Südamerika: Trump bestätigt US-Angriff uff Hafengebiet in Venezuela

Die USA haben nach Angaben von US-Präsident Donald Trump einen angeblichen „Drogenumschlagplatz“ in Venezuela angegriffen. „Es gab eine große Explosion im Hafengebiet, wo die Boote mit Drogen beladen werden“, sagte Trump vor einem Treffen mit dem israelischen Ministerpräsidenten Benjamin Netanjahu in seiner Residenz Mar-a-Lago in Florida. Es wäre der ​erste offiziell bekannte Fall, bei dem die USA seit ‌Beginn ihres Vorgehens gegen die Regierung von Präsident Nicolás Maduro ein Ziel an Land beschossen hätten.

Die CIA, die US-Regierung und das Pentagon lehnten eine Stellungnahme ab. Auch die venezolanische Regierung äußerte sich zunächst nicht.
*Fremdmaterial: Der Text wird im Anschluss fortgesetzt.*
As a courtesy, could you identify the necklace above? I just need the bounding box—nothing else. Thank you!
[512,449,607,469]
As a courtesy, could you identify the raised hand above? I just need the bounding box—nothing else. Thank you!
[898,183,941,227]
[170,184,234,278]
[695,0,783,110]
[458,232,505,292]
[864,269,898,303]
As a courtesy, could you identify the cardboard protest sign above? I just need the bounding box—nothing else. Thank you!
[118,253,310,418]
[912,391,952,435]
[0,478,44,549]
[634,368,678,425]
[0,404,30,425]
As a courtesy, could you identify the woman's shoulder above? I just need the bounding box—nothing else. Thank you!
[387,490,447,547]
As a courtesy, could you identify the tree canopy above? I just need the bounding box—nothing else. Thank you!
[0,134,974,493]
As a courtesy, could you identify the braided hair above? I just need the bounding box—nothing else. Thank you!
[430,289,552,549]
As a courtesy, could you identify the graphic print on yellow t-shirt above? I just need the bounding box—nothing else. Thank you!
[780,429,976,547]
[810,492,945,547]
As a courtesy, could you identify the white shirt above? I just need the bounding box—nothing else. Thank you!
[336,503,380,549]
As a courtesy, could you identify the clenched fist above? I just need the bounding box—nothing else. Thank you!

Am Freitag hatte Trump in einem Interview des Radiosenders 77 WABC einen
solchen Schlag angedeutet. „Ich weiß nicht, ob Sie es gelesen oder
gesehen haben, sie haben eine große Anlage oder eine große Einrichtung,
von der aus die Schiffe kommen“, sagte Trump dem Sender. „Vor zwei Nächten haben
wir die ausgeschaltet. Wir haben sie also sehr hart getroffen.“ Weitere Details nannte Trump nicht. Auch
Einzelheiten zur Art des Schlags fehlen. 

Die venezolanische Regierung äußerte sich nicht zu dem von Trump
beschriebenen Vorfall, es gibt keine unabhängigen Berichte
aus Venezuela darüber. Nach Angaben der New York Times kritisierte Diosdado Cabello, Venezuelas Innenminister, lediglich monatelangen „imperialen Wahnsinn“ und „Belästigungen, Drohungen, Angriffe, Verfolgungen, Raubüberfälle, Piraterie und Morde“.

Beteiligung der CIA ist offen

Auf die Frage, ob die Central Intelligence Agency (CIA) den Angriff durchgeführt habe, verweigerte Trump einen direkten Kommentar. Der Sender CNN berichtete unter Berufung auf Quellen, dass die CIA Anfang Dezember einen Drohnenangriff auf eine Hafenanlage an der Küste Venezuelas durchgeführt habe.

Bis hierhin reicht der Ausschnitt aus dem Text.